Friday, August 21, 2009: Waves: 3- to 5-feet and building rapidly. Water clarity: Good. Water temps: Upper 70s.
It has begun. Powerful groundswells have already begun to arrive, somewhat ahead of schedule. This is going to be a fierce swell, possibly topping a consistent 8 feet with larger to much larger sets. The buoy reports I was reviwnign this a.m. are already getting rocked.
I reemphasize the fact that Hurricane Bill’s waves are unblocked. Often, southerly storms (tropical and otherwise) go further west in the tropics and the hook of the Carolinas (Hatteras) shields us from the first swells -- and even reduces the overall swell size of hurricanes moving parallel to the coastline. Bill is essentially turning directly toward us, though at a goodly distance away. It’s aiming all its wave action right at the Mid-Atlantic States. And the waves will linger. I can’t imagine this swell settling all the way down until the middle of next week, even though the storm will be long gone. That’s due to a phenomenon whereby the storm stirs the ocean so much that in its wake there is a lingering generation of wave action.

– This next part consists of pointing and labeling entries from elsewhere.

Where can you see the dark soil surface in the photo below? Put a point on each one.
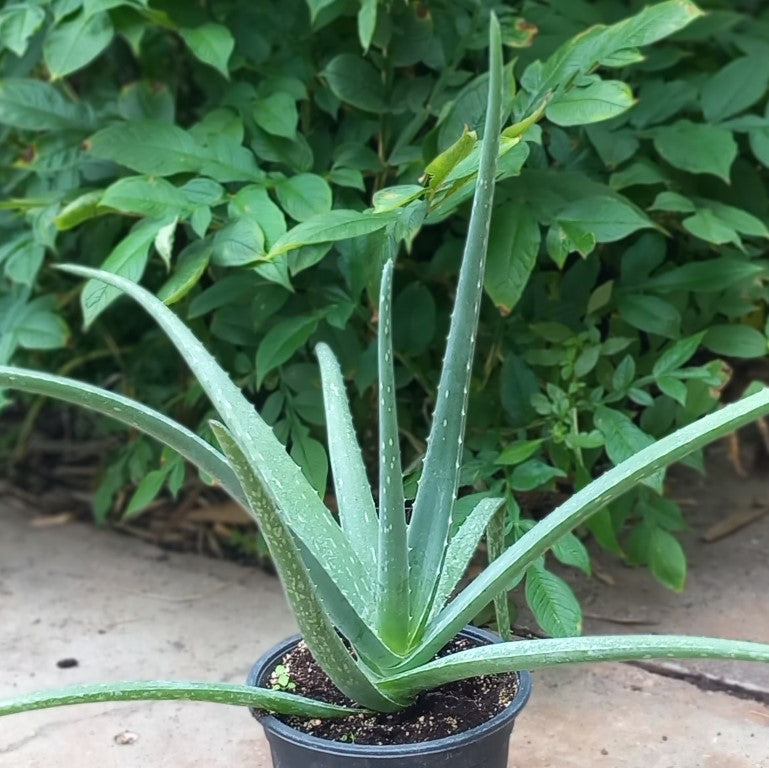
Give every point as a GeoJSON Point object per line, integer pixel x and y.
{"type": "Point", "coordinates": [435, 714]}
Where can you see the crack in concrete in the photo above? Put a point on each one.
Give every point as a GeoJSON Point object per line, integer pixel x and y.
{"type": "Point", "coordinates": [704, 681]}
{"type": "Point", "coordinates": [47, 728]}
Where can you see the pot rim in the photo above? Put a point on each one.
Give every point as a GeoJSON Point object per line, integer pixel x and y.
{"type": "Point", "coordinates": [275, 727]}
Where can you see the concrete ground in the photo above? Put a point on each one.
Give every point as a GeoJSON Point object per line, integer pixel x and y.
{"type": "Point", "coordinates": [124, 609]}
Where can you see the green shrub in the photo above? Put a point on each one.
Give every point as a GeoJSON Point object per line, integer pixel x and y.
{"type": "Point", "coordinates": [199, 148]}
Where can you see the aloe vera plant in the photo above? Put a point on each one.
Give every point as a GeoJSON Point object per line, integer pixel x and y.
{"type": "Point", "coordinates": [373, 592]}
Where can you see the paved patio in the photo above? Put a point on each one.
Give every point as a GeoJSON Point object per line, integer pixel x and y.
{"type": "Point", "coordinates": [123, 609]}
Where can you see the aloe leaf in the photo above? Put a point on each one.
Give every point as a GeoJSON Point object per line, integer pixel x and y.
{"type": "Point", "coordinates": [431, 518]}
{"type": "Point", "coordinates": [325, 644]}
{"type": "Point", "coordinates": [279, 702]}
{"type": "Point", "coordinates": [196, 450]}
{"type": "Point", "coordinates": [461, 549]}
{"type": "Point", "coordinates": [593, 497]}
{"type": "Point", "coordinates": [393, 600]}
{"type": "Point", "coordinates": [300, 504]}
{"type": "Point", "coordinates": [357, 512]}
{"type": "Point", "coordinates": [532, 654]}
{"type": "Point", "coordinates": [370, 648]}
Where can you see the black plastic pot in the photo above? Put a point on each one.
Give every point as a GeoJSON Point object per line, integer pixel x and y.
{"type": "Point", "coordinates": [482, 747]}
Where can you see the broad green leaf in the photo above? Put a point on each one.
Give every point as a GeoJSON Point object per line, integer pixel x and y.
{"type": "Point", "coordinates": [461, 549]}
{"type": "Point", "coordinates": [710, 276]}
{"type": "Point", "coordinates": [517, 383]}
{"type": "Point", "coordinates": [602, 43]}
{"type": "Point", "coordinates": [330, 227]}
{"type": "Point", "coordinates": [735, 88]}
{"type": "Point", "coordinates": [311, 456]}
{"type": "Point", "coordinates": [571, 551]}
{"type": "Point", "coordinates": [552, 602]}
{"type": "Point", "coordinates": [147, 196]}
{"type": "Point", "coordinates": [212, 44]}
{"type": "Point", "coordinates": [316, 6]}
{"type": "Point", "coordinates": [166, 431]}
{"type": "Point", "coordinates": [759, 143]}
{"type": "Point", "coordinates": [614, 147]}
{"type": "Point", "coordinates": [127, 259]}
{"type": "Point", "coordinates": [393, 577]}
{"type": "Point", "coordinates": [624, 374]}
{"type": "Point", "coordinates": [300, 505]}
{"type": "Point", "coordinates": [304, 195]}
{"type": "Point", "coordinates": [673, 387]}
{"type": "Point", "coordinates": [162, 149]}
{"type": "Point", "coordinates": [672, 201]}
{"type": "Point", "coordinates": [608, 218]}
{"type": "Point", "coordinates": [355, 81]}
{"type": "Point", "coordinates": [201, 191]}
{"type": "Point", "coordinates": [584, 104]}
{"type": "Point", "coordinates": [24, 264]}
{"type": "Point", "coordinates": [277, 114]}
{"type": "Point", "coordinates": [154, 148]}
{"type": "Point", "coordinates": [744, 222]}
{"type": "Point", "coordinates": [367, 22]}
{"type": "Point", "coordinates": [71, 45]}
{"type": "Point", "coordinates": [513, 249]}
{"type": "Point", "coordinates": [667, 560]}
{"type": "Point", "coordinates": [706, 225]}
{"type": "Point", "coordinates": [325, 644]}
{"type": "Point", "coordinates": [391, 198]}
{"type": "Point", "coordinates": [650, 314]}
{"type": "Point", "coordinates": [642, 173]}
{"type": "Point", "coordinates": [357, 513]}
{"type": "Point", "coordinates": [281, 341]}
{"type": "Point", "coordinates": [416, 314]}
{"type": "Point", "coordinates": [697, 147]}
{"type": "Point", "coordinates": [533, 474]}
{"type": "Point", "coordinates": [518, 452]}
{"type": "Point", "coordinates": [534, 654]}
{"type": "Point", "coordinates": [191, 264]}
{"type": "Point", "coordinates": [267, 699]}
{"type": "Point", "coordinates": [33, 105]}
{"type": "Point", "coordinates": [146, 100]}
{"type": "Point", "coordinates": [164, 241]}
{"type": "Point", "coordinates": [623, 439]}
{"type": "Point", "coordinates": [431, 518]}
{"type": "Point", "coordinates": [239, 243]}
{"type": "Point", "coordinates": [18, 22]}
{"type": "Point", "coordinates": [735, 341]}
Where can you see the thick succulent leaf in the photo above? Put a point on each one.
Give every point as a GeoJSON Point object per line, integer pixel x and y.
{"type": "Point", "coordinates": [393, 588]}
{"type": "Point", "coordinates": [431, 518]}
{"type": "Point", "coordinates": [136, 415]}
{"type": "Point", "coordinates": [370, 649]}
{"type": "Point", "coordinates": [322, 639]}
{"type": "Point", "coordinates": [461, 549]}
{"type": "Point", "coordinates": [300, 505]}
{"type": "Point", "coordinates": [357, 512]}
{"type": "Point", "coordinates": [279, 702]}
{"type": "Point", "coordinates": [593, 497]}
{"type": "Point", "coordinates": [531, 654]}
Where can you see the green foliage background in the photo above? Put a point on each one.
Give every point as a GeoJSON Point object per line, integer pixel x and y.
{"type": "Point", "coordinates": [202, 147]}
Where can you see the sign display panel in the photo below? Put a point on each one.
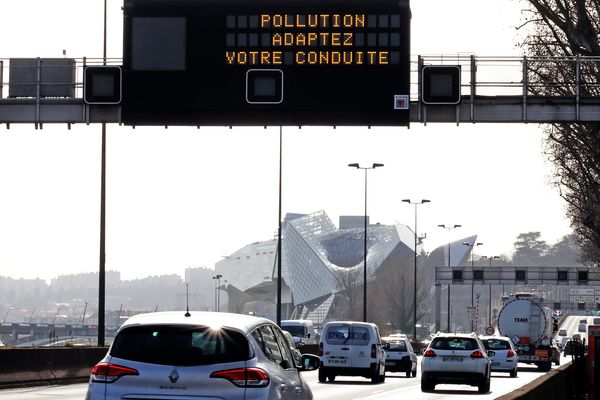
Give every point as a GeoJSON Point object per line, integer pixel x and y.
{"type": "Point", "coordinates": [266, 62]}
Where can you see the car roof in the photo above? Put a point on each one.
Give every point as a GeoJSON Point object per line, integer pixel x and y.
{"type": "Point", "coordinates": [357, 323]}
{"type": "Point", "coordinates": [242, 322]}
{"type": "Point", "coordinates": [495, 337]}
{"type": "Point", "coordinates": [450, 334]}
{"type": "Point", "coordinates": [394, 338]}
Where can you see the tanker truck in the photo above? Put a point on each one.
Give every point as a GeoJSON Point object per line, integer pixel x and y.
{"type": "Point", "coordinates": [524, 319]}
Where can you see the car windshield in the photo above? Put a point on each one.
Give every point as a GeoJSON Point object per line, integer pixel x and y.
{"type": "Point", "coordinates": [453, 343]}
{"type": "Point", "coordinates": [297, 330]}
{"type": "Point", "coordinates": [396, 346]}
{"type": "Point", "coordinates": [496, 344]}
{"type": "Point", "coordinates": [180, 345]}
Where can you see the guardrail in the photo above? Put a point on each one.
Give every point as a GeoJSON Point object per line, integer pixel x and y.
{"type": "Point", "coordinates": [41, 365]}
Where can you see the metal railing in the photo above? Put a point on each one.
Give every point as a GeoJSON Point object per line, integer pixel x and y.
{"type": "Point", "coordinates": [516, 76]}
{"type": "Point", "coordinates": [44, 78]}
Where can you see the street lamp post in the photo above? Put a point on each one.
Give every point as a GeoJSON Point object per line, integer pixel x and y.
{"type": "Point", "coordinates": [217, 279]}
{"type": "Point", "coordinates": [472, 275]}
{"type": "Point", "coordinates": [416, 203]}
{"type": "Point", "coordinates": [449, 243]}
{"type": "Point", "coordinates": [490, 258]}
{"type": "Point", "coordinates": [357, 166]}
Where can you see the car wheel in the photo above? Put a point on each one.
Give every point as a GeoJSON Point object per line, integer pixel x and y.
{"type": "Point", "coordinates": [547, 366]}
{"type": "Point", "coordinates": [375, 375]}
{"type": "Point", "coordinates": [485, 386]}
{"type": "Point", "coordinates": [322, 375]}
{"type": "Point", "coordinates": [427, 387]}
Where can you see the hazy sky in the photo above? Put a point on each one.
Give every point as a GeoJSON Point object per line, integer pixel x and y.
{"type": "Point", "coordinates": [184, 197]}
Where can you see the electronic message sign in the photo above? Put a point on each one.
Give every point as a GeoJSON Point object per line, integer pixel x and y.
{"type": "Point", "coordinates": [266, 62]}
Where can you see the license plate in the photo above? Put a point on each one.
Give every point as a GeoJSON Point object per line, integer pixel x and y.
{"type": "Point", "coordinates": [452, 359]}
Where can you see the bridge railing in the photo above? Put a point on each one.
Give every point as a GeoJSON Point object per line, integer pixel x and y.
{"type": "Point", "coordinates": [576, 77]}
{"type": "Point", "coordinates": [45, 78]}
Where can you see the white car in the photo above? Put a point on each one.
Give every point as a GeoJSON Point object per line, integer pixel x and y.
{"type": "Point", "coordinates": [351, 348]}
{"type": "Point", "coordinates": [176, 355]}
{"type": "Point", "coordinates": [399, 355]}
{"type": "Point", "coordinates": [457, 358]}
{"type": "Point", "coordinates": [502, 352]}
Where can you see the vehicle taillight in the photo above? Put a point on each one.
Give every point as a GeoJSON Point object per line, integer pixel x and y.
{"type": "Point", "coordinates": [429, 353]}
{"type": "Point", "coordinates": [477, 354]}
{"type": "Point", "coordinates": [244, 377]}
{"type": "Point", "coordinates": [108, 373]}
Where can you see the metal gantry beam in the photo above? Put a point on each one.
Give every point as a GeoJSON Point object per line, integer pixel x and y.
{"type": "Point", "coordinates": [517, 275]}
{"type": "Point", "coordinates": [493, 90]}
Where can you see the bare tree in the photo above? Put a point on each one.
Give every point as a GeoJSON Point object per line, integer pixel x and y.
{"type": "Point", "coordinates": [570, 28]}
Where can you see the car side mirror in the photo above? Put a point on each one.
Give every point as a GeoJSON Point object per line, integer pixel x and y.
{"type": "Point", "coordinates": [310, 362]}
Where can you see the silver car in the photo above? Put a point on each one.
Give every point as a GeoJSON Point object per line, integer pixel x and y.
{"type": "Point", "coordinates": [502, 353]}
{"type": "Point", "coordinates": [170, 355]}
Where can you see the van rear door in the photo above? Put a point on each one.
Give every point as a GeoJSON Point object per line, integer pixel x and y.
{"type": "Point", "coordinates": [361, 346]}
{"type": "Point", "coordinates": [337, 349]}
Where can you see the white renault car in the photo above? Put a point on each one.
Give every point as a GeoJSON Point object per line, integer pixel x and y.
{"type": "Point", "coordinates": [502, 352]}
{"type": "Point", "coordinates": [351, 348]}
{"type": "Point", "coordinates": [177, 355]}
{"type": "Point", "coordinates": [455, 358]}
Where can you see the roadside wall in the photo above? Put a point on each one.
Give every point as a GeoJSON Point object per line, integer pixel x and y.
{"type": "Point", "coordinates": [43, 365]}
{"type": "Point", "coordinates": [563, 383]}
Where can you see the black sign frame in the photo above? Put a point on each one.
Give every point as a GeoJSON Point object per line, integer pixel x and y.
{"type": "Point", "coordinates": [195, 83]}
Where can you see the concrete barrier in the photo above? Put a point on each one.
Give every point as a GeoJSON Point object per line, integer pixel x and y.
{"type": "Point", "coordinates": [45, 365]}
{"type": "Point", "coordinates": [565, 382]}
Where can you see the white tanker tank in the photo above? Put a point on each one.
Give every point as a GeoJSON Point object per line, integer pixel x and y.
{"type": "Point", "coordinates": [529, 324]}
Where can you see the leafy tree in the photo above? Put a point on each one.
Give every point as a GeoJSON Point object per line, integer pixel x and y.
{"type": "Point", "coordinates": [570, 28]}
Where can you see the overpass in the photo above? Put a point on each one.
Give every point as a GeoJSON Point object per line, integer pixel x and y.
{"type": "Point", "coordinates": [492, 89]}
{"type": "Point", "coordinates": [31, 331]}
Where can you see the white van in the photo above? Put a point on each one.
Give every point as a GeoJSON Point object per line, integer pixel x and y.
{"type": "Point", "coordinates": [352, 349]}
{"type": "Point", "coordinates": [301, 330]}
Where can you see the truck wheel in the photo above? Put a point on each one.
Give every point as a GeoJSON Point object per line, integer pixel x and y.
{"type": "Point", "coordinates": [375, 376]}
{"type": "Point", "coordinates": [322, 375]}
{"type": "Point", "coordinates": [426, 387]}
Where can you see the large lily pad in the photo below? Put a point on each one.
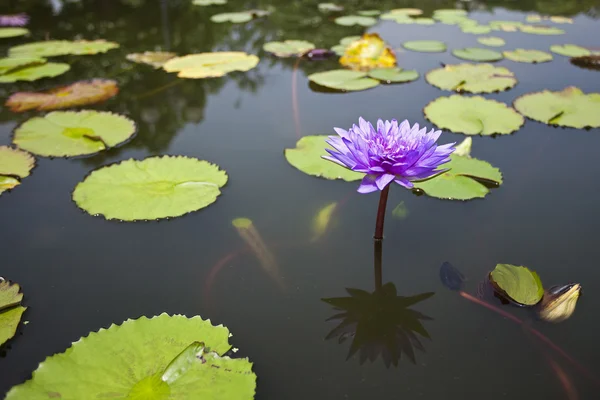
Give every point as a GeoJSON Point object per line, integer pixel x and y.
{"type": "Point", "coordinates": [570, 107]}
{"type": "Point", "coordinates": [154, 188]}
{"type": "Point", "coordinates": [570, 50]}
{"type": "Point", "coordinates": [528, 56]}
{"type": "Point", "coordinates": [52, 48]}
{"type": "Point", "coordinates": [14, 165]}
{"type": "Point", "coordinates": [343, 79]}
{"type": "Point", "coordinates": [288, 48]}
{"type": "Point", "coordinates": [70, 133]}
{"type": "Point", "coordinates": [473, 115]}
{"type": "Point", "coordinates": [210, 65]}
{"type": "Point", "coordinates": [165, 357]}
{"type": "Point", "coordinates": [306, 157]}
{"type": "Point", "coordinates": [425, 46]}
{"type": "Point", "coordinates": [477, 54]}
{"type": "Point", "coordinates": [11, 309]}
{"type": "Point", "coordinates": [518, 284]}
{"type": "Point", "coordinates": [34, 72]}
{"type": "Point", "coordinates": [472, 78]}
{"type": "Point", "coordinates": [74, 95]}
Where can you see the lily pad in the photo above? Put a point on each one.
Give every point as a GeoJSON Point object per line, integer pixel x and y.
{"type": "Point", "coordinates": [51, 48]}
{"type": "Point", "coordinates": [343, 79]}
{"type": "Point", "coordinates": [360, 20]}
{"type": "Point", "coordinates": [425, 46]}
{"type": "Point", "coordinates": [70, 133]}
{"type": "Point", "coordinates": [472, 78]}
{"type": "Point", "coordinates": [154, 58]}
{"type": "Point", "coordinates": [570, 107]}
{"type": "Point", "coordinates": [154, 188]}
{"type": "Point", "coordinates": [210, 65]}
{"type": "Point", "coordinates": [477, 54]}
{"type": "Point", "coordinates": [34, 72]}
{"type": "Point", "coordinates": [14, 165]}
{"type": "Point", "coordinates": [518, 284]}
{"type": "Point", "coordinates": [11, 309]}
{"type": "Point", "coordinates": [473, 116]}
{"type": "Point", "coordinates": [394, 75]}
{"type": "Point", "coordinates": [306, 157]}
{"type": "Point", "coordinates": [165, 357]}
{"type": "Point", "coordinates": [541, 30]}
{"type": "Point", "coordinates": [528, 56]}
{"type": "Point", "coordinates": [570, 50]}
{"type": "Point", "coordinates": [74, 95]}
{"type": "Point", "coordinates": [288, 48]}
{"type": "Point", "coordinates": [13, 32]}
{"type": "Point", "coordinates": [491, 41]}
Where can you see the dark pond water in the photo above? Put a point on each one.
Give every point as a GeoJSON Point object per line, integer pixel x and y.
{"type": "Point", "coordinates": [80, 273]}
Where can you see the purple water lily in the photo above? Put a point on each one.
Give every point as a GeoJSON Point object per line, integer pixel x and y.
{"type": "Point", "coordinates": [392, 152]}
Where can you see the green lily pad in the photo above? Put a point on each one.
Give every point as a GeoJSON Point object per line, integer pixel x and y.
{"type": "Point", "coordinates": [570, 107]}
{"type": "Point", "coordinates": [13, 32]}
{"type": "Point", "coordinates": [73, 133]}
{"type": "Point", "coordinates": [34, 72]}
{"type": "Point", "coordinates": [394, 75]}
{"type": "Point", "coordinates": [491, 41]}
{"type": "Point", "coordinates": [10, 309]}
{"type": "Point", "coordinates": [477, 54]}
{"type": "Point", "coordinates": [518, 284]}
{"type": "Point", "coordinates": [343, 79]}
{"type": "Point", "coordinates": [425, 46]}
{"type": "Point", "coordinates": [463, 181]}
{"type": "Point", "coordinates": [154, 188]}
{"type": "Point", "coordinates": [165, 357]}
{"type": "Point", "coordinates": [528, 56]}
{"type": "Point", "coordinates": [472, 78]}
{"type": "Point", "coordinates": [288, 48]}
{"type": "Point", "coordinates": [473, 115]}
{"type": "Point", "coordinates": [350, 20]}
{"type": "Point", "coordinates": [14, 165]}
{"type": "Point", "coordinates": [541, 30]}
{"type": "Point", "coordinates": [306, 157]}
{"type": "Point", "coordinates": [570, 50]}
{"type": "Point", "coordinates": [51, 48]}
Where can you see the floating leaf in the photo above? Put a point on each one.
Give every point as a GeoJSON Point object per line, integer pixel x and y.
{"type": "Point", "coordinates": [541, 30]}
{"type": "Point", "coordinates": [477, 54]}
{"type": "Point", "coordinates": [155, 358]}
{"type": "Point", "coordinates": [70, 133]}
{"type": "Point", "coordinates": [306, 157]}
{"type": "Point", "coordinates": [473, 116]}
{"type": "Point", "coordinates": [343, 79]}
{"type": "Point", "coordinates": [425, 46]}
{"type": "Point", "coordinates": [350, 20]}
{"type": "Point", "coordinates": [570, 107]}
{"type": "Point", "coordinates": [14, 165]}
{"type": "Point", "coordinates": [394, 75]}
{"type": "Point", "coordinates": [570, 50]}
{"type": "Point", "coordinates": [528, 56]}
{"type": "Point", "coordinates": [154, 58]}
{"type": "Point", "coordinates": [472, 78]}
{"type": "Point", "coordinates": [13, 32]}
{"type": "Point", "coordinates": [518, 284]}
{"type": "Point", "coordinates": [34, 72]}
{"type": "Point", "coordinates": [210, 65]}
{"type": "Point", "coordinates": [288, 48]}
{"type": "Point", "coordinates": [154, 188]}
{"type": "Point", "coordinates": [75, 95]}
{"type": "Point", "coordinates": [491, 41]}
{"type": "Point", "coordinates": [369, 52]}
{"type": "Point", "coordinates": [51, 48]}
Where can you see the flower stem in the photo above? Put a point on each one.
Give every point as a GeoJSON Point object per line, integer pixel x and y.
{"type": "Point", "coordinates": [381, 213]}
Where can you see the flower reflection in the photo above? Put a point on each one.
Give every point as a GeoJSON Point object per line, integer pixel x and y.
{"type": "Point", "coordinates": [380, 323]}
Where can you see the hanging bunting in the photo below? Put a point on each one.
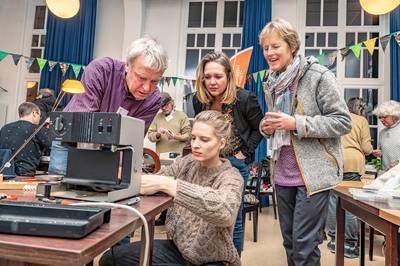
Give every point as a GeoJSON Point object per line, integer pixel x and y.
{"type": "Point", "coordinates": [51, 65]}
{"type": "Point", "coordinates": [356, 49]}
{"type": "Point", "coordinates": [29, 62]}
{"type": "Point", "coordinates": [384, 41]}
{"type": "Point", "coordinates": [168, 80]}
{"type": "Point", "coordinates": [397, 37]}
{"type": "Point", "coordinates": [262, 75]}
{"type": "Point", "coordinates": [76, 69]}
{"type": "Point", "coordinates": [174, 80]}
{"type": "Point", "coordinates": [41, 63]}
{"type": "Point", "coordinates": [64, 68]}
{"type": "Point", "coordinates": [3, 55]}
{"type": "Point", "coordinates": [370, 44]}
{"type": "Point", "coordinates": [255, 77]}
{"type": "Point", "coordinates": [344, 52]}
{"type": "Point", "coordinates": [16, 58]}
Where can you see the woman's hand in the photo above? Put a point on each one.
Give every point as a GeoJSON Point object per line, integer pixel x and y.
{"type": "Point", "coordinates": [152, 184]}
{"type": "Point", "coordinates": [280, 121]}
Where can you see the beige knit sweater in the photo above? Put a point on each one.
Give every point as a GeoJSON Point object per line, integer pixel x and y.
{"type": "Point", "coordinates": [204, 212]}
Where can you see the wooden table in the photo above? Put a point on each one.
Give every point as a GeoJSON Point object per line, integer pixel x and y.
{"type": "Point", "coordinates": [33, 250]}
{"type": "Point", "coordinates": [375, 214]}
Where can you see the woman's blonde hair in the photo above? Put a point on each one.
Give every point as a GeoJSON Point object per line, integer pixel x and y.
{"type": "Point", "coordinates": [201, 91]}
{"type": "Point", "coordinates": [215, 119]}
{"type": "Point", "coordinates": [388, 108]}
{"type": "Point", "coordinates": [285, 30]}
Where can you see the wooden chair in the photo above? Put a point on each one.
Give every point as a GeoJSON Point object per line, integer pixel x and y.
{"type": "Point", "coordinates": [252, 192]}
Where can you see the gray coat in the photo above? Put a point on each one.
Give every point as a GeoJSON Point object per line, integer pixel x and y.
{"type": "Point", "coordinates": [321, 118]}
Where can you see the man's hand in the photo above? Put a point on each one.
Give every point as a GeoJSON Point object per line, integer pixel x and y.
{"type": "Point", "coordinates": [279, 121]}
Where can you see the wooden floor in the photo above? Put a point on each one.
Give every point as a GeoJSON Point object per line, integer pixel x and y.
{"type": "Point", "coordinates": [269, 250]}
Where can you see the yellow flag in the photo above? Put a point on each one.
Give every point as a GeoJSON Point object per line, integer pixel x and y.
{"type": "Point", "coordinates": [370, 44]}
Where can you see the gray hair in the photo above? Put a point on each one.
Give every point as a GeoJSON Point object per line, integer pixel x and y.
{"type": "Point", "coordinates": [154, 54]}
{"type": "Point", "coordinates": [285, 30]}
{"type": "Point", "coordinates": [217, 120]}
{"type": "Point", "coordinates": [356, 105]}
{"type": "Point", "coordinates": [388, 108]}
{"type": "Point", "coordinates": [26, 108]}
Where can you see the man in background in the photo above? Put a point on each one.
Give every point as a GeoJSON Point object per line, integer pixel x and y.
{"type": "Point", "coordinates": [170, 128]}
{"type": "Point", "coordinates": [14, 135]}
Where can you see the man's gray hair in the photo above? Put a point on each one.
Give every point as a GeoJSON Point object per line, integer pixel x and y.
{"type": "Point", "coordinates": [154, 54]}
{"type": "Point", "coordinates": [388, 108]}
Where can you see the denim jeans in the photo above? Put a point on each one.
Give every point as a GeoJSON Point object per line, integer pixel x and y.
{"type": "Point", "coordinates": [238, 229]}
{"type": "Point", "coordinates": [165, 253]}
{"type": "Point", "coordinates": [58, 159]}
{"type": "Point", "coordinates": [351, 220]}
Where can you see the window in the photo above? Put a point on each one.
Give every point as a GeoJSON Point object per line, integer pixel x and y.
{"type": "Point", "coordinates": [38, 36]}
{"type": "Point", "coordinates": [326, 32]}
{"type": "Point", "coordinates": [212, 26]}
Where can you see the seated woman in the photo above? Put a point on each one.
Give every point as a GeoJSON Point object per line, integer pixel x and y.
{"type": "Point", "coordinates": [207, 193]}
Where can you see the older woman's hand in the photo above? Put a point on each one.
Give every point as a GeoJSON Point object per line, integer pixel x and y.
{"type": "Point", "coordinates": [280, 121]}
{"type": "Point", "coordinates": [152, 184]}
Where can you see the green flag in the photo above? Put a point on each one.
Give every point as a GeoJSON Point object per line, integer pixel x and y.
{"type": "Point", "coordinates": [2, 55]}
{"type": "Point", "coordinates": [41, 63]}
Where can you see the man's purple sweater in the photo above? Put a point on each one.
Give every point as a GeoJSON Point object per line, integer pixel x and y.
{"type": "Point", "coordinates": [107, 91]}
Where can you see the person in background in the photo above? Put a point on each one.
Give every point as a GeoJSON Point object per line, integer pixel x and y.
{"type": "Point", "coordinates": [389, 137]}
{"type": "Point", "coordinates": [170, 128]}
{"type": "Point", "coordinates": [356, 145]}
{"type": "Point", "coordinates": [306, 118]}
{"type": "Point", "coordinates": [207, 195]}
{"type": "Point", "coordinates": [216, 90]}
{"type": "Point", "coordinates": [45, 101]}
{"type": "Point", "coordinates": [129, 88]}
{"type": "Point", "coordinates": [14, 135]}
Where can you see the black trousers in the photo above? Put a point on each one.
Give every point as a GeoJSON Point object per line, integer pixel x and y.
{"type": "Point", "coordinates": [302, 220]}
{"type": "Point", "coordinates": [165, 253]}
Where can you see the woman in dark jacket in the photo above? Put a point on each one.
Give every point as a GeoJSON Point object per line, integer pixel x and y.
{"type": "Point", "coordinates": [216, 90]}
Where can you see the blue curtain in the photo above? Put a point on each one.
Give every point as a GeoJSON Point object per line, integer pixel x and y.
{"type": "Point", "coordinates": [394, 56]}
{"type": "Point", "coordinates": [256, 14]}
{"type": "Point", "coordinates": [69, 40]}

Talking with the Weather Service this a.m., we’ll be going with moderate rip currents alerts this morning with high rip current alerts by later in the day. That is actually almost 12 hours ahead of the original schedule, which is an indication of where this swell is going size-wise.
Small craft should already use extreme caution around the inlets and realize the head-out this a.m. could be fairly easy but if you make a long day of it things could turns hairy to downright hazardous when trying to get back in later in the day.
I’ll also give that much-repeated warning that hurricane swells are notorious for going temporarily small or even seemingly flat, sometimes for up to 3 or 4 minutes, then totally letting loose -- as if the ocean stored up for a monster set. Taking a quick look out the inlet and seeing what seems to be just normal waves action can be a killer misread.
While the concept of a rogue wave is a very real thing out at sea, it is NOT an onshore phenomenon. I bring that up because one fairly recent boating fatality was attributed to a “rogue wave” when in reality it was the exact phenomenon I mentioned above. The captain failed to take into account huge hurricane swells that had momentarily settled down. Please take that swell idiosyncrasy into account if transiting the inlets today.
Surfcasting will be challenging to downright leaden by late today. Holding bottom – or even setting up along the waters edge – will be a losing battle.
It will be an ideal day to work the bay and look for the blues, fluke and occasional weakies being caught there of late. Be very aware of the hot and steamy air already over the area. That will combine with a slow-moving, almost stalled cold front to spark major T-storms. Due to the lack of steering currents, those storms could linger until they literally rain (and lighting) themselves out.